Se mobiliser reste la démonstration de sociétés sachant encore s'émouvoir, s'organiser et dénoncer. Encore heureux, en cette fin d'année 2014, l'indignation n'est pas passée de mode et de nombreuses personnes, aux quatre coins de l'Europe, continuent de faire passer l'information. Ces passeurs d'informations, je les ai rencontrés tout au long d'une semaine qui m'a trimbalé de Lille à Calais, et par procuration du Maroc à la Grèce. L’appel à manifester contre le « mur de la honte » à Calais met en lumière ce phénomène qui, depuis les Romains et leur limes, accompagne les sociétés européennes dans leur rapport à l’étranger : séparer, circonscrire, délimiter leurs territoires. Que ce soit à Berlin, Jérusalem ou à la frontière mexicaine, les murs qui séparent ont le sale goût d'une haleine européenne.


« Mur : tout ce qui fait office de cloison, de barrière, de séparation. Obstacle à la communication, à la compréhension entre les personnes. » (Larousse)

• Si l'installation de barrières dans le port de Calais offre aux Français la brutale réalité de la politique migratoire européenne – en avaient-ils besoin ? – cette opération n'est en rien une nouveauté. Les enclaves espagnoles au Maroc, Ceuta et Melilla, et le mur métallique d’Evros, entre Turquie et Grèce, sont des précédents qui font de Calais une simple continuité d'une logique sécuritaire qui vient s’installer à deux pas de chez nous.

 

Zig zag

La frontière est un espace qui dessine un ailleurs et un ici, qui sépare autant qu'il rapproche. Cet espace prend des formes qui sont autant de miroirs à chacune de ses extrémités. Ici Calais, bonjour Tanger.

Je pars à la rencontre de deux jeunes militants No Border en tournée d’info à Lille samedi dernier. Rendez-vous est pris dans un appart de Wazemmes où le gaz vient d’être coupé. Il fait froid mais j’écoute.

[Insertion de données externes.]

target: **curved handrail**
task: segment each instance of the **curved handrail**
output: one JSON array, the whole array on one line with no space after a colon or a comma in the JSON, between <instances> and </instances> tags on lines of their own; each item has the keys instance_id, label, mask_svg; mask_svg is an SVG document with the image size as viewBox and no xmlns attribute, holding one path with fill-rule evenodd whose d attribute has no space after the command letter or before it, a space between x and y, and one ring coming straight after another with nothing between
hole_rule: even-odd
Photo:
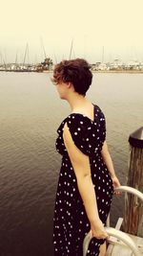
<instances>
[{"instance_id":1,"label":"curved handrail","mask_svg":"<svg viewBox=\"0 0 143 256\"><path fill-rule=\"evenodd\" d=\"M126 233L124 233L120 230L116 230L115 228L112 228L112 227L105 227L105 229L106 229L106 232L108 233L109 236L115 237L115 238L121 240L124 244L126 244L132 249L134 256L140 256L141 255L137 246L135 245L134 242L130 238L129 235L127 235ZM90 241L92 238L92 231L90 231L84 239L83 256L87 255L89 244L90 244Z\"/></svg>"},{"instance_id":2,"label":"curved handrail","mask_svg":"<svg viewBox=\"0 0 143 256\"><path fill-rule=\"evenodd\" d=\"M132 188L129 186L120 186L120 187L116 188L115 190L121 191L121 192L128 192L130 194L133 194L143 201L143 193L141 193L137 189L134 189L134 188Z\"/></svg>"},{"instance_id":3,"label":"curved handrail","mask_svg":"<svg viewBox=\"0 0 143 256\"><path fill-rule=\"evenodd\" d=\"M129 186L120 186L120 187L116 188L115 190L119 191L119 192L127 192L127 193L133 194L143 201L143 193L141 193L140 191L138 191L134 188L132 188ZM130 238L129 235L127 235L126 233L124 233L120 230L116 230L115 228L112 228L112 227L105 227L105 229L106 229L106 232L108 233L109 236L118 238L124 244L126 244L133 250L133 252L134 253L134 256L140 255L140 252L139 252L137 246L135 245L135 244L133 243L132 238ZM90 241L92 238L92 231L90 231L86 235L84 242L83 242L83 256L87 255L89 244L90 244Z\"/></svg>"}]
</instances>

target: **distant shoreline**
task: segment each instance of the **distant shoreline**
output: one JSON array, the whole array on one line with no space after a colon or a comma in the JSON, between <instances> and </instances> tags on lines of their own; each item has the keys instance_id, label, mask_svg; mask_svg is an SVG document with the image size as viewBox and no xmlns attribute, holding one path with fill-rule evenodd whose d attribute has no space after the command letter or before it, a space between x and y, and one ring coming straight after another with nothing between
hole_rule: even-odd
<instances>
[{"instance_id":1,"label":"distant shoreline","mask_svg":"<svg viewBox=\"0 0 143 256\"><path fill-rule=\"evenodd\" d=\"M0 72L14 72L14 73L52 73L53 70L43 70L42 72L36 71L12 71L12 70L0 70ZM113 73L113 74L143 74L143 70L92 70L92 73Z\"/></svg>"},{"instance_id":2,"label":"distant shoreline","mask_svg":"<svg viewBox=\"0 0 143 256\"><path fill-rule=\"evenodd\" d=\"M53 71L45 70L43 73L52 73ZM129 74L143 74L143 70L92 70L92 73L129 73Z\"/></svg>"}]
</instances>

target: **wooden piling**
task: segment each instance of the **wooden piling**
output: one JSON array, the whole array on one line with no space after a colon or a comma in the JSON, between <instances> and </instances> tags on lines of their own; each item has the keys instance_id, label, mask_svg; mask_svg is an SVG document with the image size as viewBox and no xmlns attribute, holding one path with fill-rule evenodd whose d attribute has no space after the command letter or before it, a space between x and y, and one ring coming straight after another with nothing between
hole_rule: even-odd
<instances>
[{"instance_id":1,"label":"wooden piling","mask_svg":"<svg viewBox=\"0 0 143 256\"><path fill-rule=\"evenodd\" d=\"M130 159L127 185L143 193L143 127L129 137ZM143 204L134 196L125 195L124 231L143 238Z\"/></svg>"}]
</instances>

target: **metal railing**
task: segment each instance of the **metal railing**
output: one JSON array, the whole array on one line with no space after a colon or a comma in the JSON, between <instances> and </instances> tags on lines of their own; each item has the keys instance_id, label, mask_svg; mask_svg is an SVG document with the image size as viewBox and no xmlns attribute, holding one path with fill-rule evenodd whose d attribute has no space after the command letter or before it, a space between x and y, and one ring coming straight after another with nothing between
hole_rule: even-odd
<instances>
[{"instance_id":1,"label":"metal railing","mask_svg":"<svg viewBox=\"0 0 143 256\"><path fill-rule=\"evenodd\" d=\"M128 192L130 194L136 196L137 198L139 198L143 201L143 194L134 188L132 188L129 186L120 186L119 188L116 189L116 191ZM109 227L109 226L105 227L105 229L106 229L106 232L108 233L109 236L115 237L115 238L119 239L120 241L122 241L126 245L128 245L132 249L134 256L140 256L141 255L139 250L138 250L137 245L134 244L134 242L133 241L133 239L129 235L127 235L126 233L124 233L120 230L116 230L115 228ZM92 238L92 231L90 231L87 234L87 236L85 237L84 242L83 242L83 256L87 255L89 244L90 244Z\"/></svg>"}]
</instances>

Ces personnes ont fait le choix d'aller au Maroc depuis fin 2013 « pour savoir s'il y a des gens là-bas qui font quelque chose mais aussi pour mieux connecter les activistes en Europe et là-bas. » L'idée est assez nouvelle et la raison évidente : « Tanger c'est un des points de report des migrants pour passer en Europe, comme c'est proche de Gibraltar. Pas mal de gens sont bloqués à la frontière, à Rabat ou ailleurs. »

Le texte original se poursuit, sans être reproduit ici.